At the same time, the rate of mammography did not change and so was not a factor, say the authors, whose report was published online Thursday in the Journal of the National Cancer Institute.

De said the study is the first national analysis of HRT use and breast cancer incidence rates in Canada. It follows a similar U.S. study published in 2007, which found disease rates plunged in 2003, the year after millions of American women stopped taking hormone pills.

“It certainly gives a Canadian perspective to the growing international evidence around the association between breast cancer incidence and HRT,” he said. “It also supports the Canadian Cancer Society position (that) women should avoid using HRT for any reason other than managing severe menopausal symptoms.”

Yet, the study also turned up an interesting finding that has led some to question the validity of the HRT-breast cancer link.

The decline in breast cancer incidence continued until 2005, dropping to 266 per 100,000 women, after which the annual rate began to rebound — rising to about 279 per 100,000 in 2006 — even though hormone therapy use was virtually unchanged from 2002.

Dr. Jennifer Blake, chief of obstetrics and gynecology at Sunnybrook Health Sciences Centre in Toronto, said after examining the study data that “it’s very hard for me to be convinced.”

“There’s just so many unknowns,” said Blake, who was not involved in the study. “I think we have to be very clear when we look at these studies that we’re not able to make any kind of a causative relationship. All you’re saying is that there’s an observation of an association and you don’t have any way of knowing whether they’re related.”

She said there are many risk factors for breast cancer — including obesity and the age at which a woman has her first period, first child and goes into menopause. As well, the risk of developing the disease increases with age.

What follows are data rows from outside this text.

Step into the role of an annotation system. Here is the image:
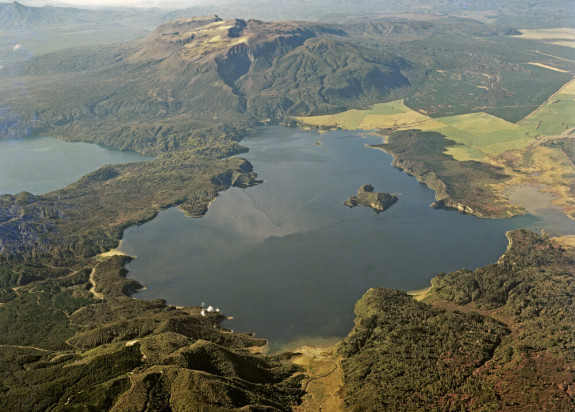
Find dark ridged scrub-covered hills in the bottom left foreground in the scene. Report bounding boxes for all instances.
[0,256,302,411]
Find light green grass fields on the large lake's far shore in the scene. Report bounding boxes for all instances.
[296,81,575,161]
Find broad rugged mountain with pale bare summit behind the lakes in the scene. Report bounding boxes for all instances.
[0,16,416,153]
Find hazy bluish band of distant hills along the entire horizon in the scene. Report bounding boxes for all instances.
[0,0,574,30]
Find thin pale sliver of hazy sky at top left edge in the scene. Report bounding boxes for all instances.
[18,0,220,8]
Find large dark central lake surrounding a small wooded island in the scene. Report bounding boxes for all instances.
[121,127,572,348]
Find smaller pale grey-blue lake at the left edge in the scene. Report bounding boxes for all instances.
[0,137,150,195]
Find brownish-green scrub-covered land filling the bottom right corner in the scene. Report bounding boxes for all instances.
[337,230,575,411]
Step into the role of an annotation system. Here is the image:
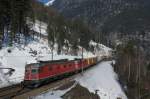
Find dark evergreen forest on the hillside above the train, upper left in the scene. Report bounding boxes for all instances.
[0,0,94,53]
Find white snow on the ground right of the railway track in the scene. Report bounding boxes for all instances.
[34,61,127,99]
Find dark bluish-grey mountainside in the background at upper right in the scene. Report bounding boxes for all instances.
[53,0,150,58]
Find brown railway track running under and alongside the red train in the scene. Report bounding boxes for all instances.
[0,74,79,99]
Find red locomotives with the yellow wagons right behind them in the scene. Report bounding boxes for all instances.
[24,57,97,87]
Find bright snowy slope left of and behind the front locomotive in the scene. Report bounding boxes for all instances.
[0,39,49,87]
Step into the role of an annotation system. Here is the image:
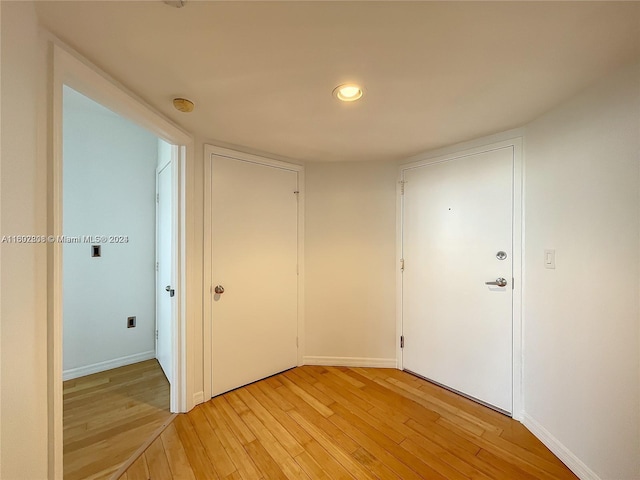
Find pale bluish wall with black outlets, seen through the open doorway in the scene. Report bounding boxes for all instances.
[63,87,158,379]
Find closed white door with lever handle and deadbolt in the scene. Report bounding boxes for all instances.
[402,146,514,413]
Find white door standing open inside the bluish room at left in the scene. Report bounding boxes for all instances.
[156,162,175,383]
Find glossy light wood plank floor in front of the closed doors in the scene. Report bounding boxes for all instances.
[120,366,577,480]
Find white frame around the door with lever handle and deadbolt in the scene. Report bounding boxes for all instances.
[396,136,524,421]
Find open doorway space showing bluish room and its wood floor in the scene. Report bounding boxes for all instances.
[56,85,176,479]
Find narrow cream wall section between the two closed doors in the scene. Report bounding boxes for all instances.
[305,162,397,366]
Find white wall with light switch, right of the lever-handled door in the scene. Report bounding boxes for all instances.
[524,65,640,480]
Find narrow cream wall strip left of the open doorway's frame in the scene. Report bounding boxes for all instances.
[0,2,48,480]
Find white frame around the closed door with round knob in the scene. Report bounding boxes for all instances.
[202,145,305,401]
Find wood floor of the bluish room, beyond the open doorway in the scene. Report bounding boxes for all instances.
[63,360,171,480]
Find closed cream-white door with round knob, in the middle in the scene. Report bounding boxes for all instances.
[211,155,298,395]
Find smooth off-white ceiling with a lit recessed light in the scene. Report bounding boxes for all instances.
[37,0,640,161]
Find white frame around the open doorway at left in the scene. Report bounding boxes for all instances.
[47,43,194,479]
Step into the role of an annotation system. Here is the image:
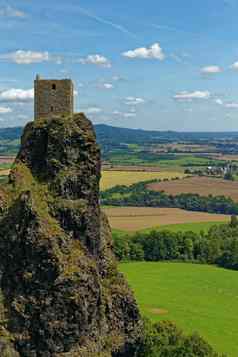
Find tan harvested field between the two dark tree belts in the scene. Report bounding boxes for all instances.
[103,207,230,232]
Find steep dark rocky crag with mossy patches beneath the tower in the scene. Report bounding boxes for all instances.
[0,114,140,357]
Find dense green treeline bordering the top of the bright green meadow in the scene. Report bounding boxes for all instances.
[113,218,238,270]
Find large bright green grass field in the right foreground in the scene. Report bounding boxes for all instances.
[119,262,238,357]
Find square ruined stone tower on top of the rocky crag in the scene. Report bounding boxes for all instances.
[34,75,74,120]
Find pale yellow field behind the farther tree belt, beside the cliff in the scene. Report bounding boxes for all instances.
[100,171,185,190]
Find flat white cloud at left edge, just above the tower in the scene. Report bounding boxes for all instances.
[0,50,50,64]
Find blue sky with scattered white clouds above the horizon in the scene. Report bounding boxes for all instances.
[0,0,238,131]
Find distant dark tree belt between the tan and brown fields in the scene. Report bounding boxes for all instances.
[101,180,238,214]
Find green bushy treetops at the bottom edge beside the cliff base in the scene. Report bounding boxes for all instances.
[131,320,225,357]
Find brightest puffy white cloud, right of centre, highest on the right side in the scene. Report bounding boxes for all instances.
[122,43,165,61]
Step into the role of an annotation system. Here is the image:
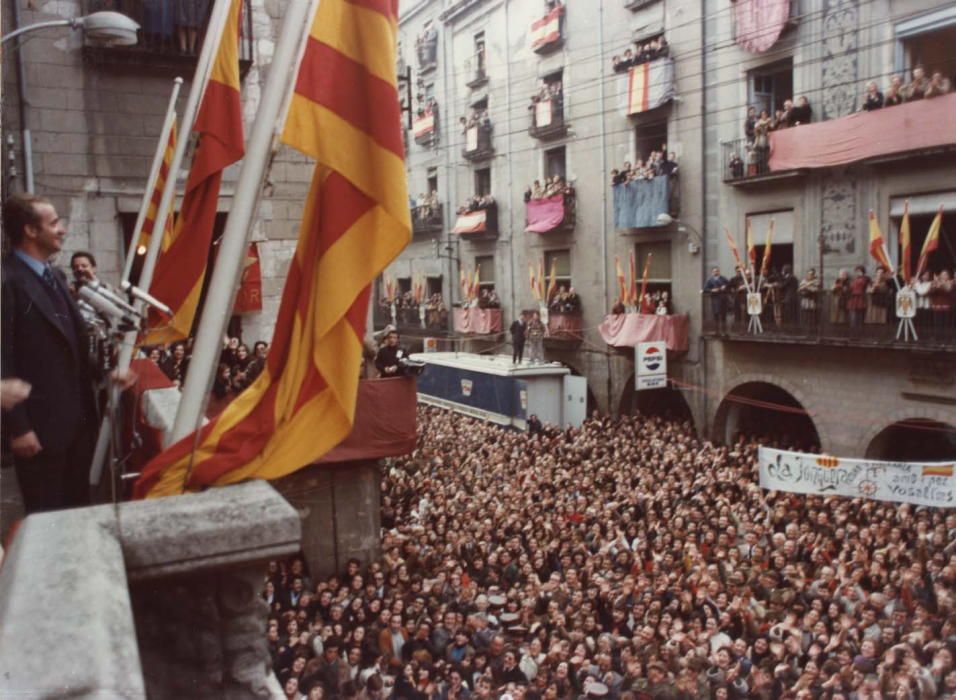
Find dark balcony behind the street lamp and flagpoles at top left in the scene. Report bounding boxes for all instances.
[83,0,254,78]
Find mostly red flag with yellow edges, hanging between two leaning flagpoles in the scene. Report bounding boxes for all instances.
[145,0,245,345]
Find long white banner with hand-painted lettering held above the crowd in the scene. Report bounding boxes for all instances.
[759,447,956,508]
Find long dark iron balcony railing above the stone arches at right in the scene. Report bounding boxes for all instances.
[701,292,956,352]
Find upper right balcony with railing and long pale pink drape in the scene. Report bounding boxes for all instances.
[722,93,956,186]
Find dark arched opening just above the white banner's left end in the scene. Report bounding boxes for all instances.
[714,382,820,452]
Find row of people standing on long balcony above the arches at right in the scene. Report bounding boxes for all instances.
[704,265,956,338]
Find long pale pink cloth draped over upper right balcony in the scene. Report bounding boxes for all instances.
[770,93,956,171]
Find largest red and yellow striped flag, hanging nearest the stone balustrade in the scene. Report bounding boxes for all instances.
[137,0,411,496]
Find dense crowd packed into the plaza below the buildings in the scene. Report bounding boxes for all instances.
[263,408,956,700]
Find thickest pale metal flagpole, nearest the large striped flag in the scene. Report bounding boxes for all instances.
[165,0,315,443]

The short window between the drops in hormone use and breast cancer incidence also raises a red flag, said Blake, since many studies have shown that it takes about five years from discontinuing hormone therapy for breast cancer risk to return to “baseline.”

Dr. Christine Derzko, an obstetrician and gynecologist at St. Michael’s Hospital in Toronto, said the rebound in incidence in 2006 cannot be ignored.

“We have to ask the question why was that. We have to ask was the drop before that real,” said Derzko, pointing out that it takes about seven to 10 years for a breast tumour to develop to detectable levels from the rise of the first cancerous cell.

“If you stop a hormone, why should all this disappear?”

The theory is that taking hormones can make small but undetectable breast cancers grow, and when hormone therapy is stopped, then growth stops, she said. “It’s less obvious, so the pickup rate (by mammogram or physical examination) may be less.”

“Subsequently … a few years later, eventually just on their own steam, they have grown to the point where they are seen,” she said.

While hormone is not the only answer to dealing with menopause, Derzko said menopausal women should discuss with their physicians what is appropriate for treating hot flashes and other unpleasant and disruptive symptoms.

“We are not uncomfortable with providing hormones to women who are between 50 and 60 … immediately in the post-menopausal period,” she said. “Their consideration of hormone therapy should remain on the list.”

“But it’s incumbent on them and us as physicians to make sure we are watching them, that we’re making sure their mammograms are done.”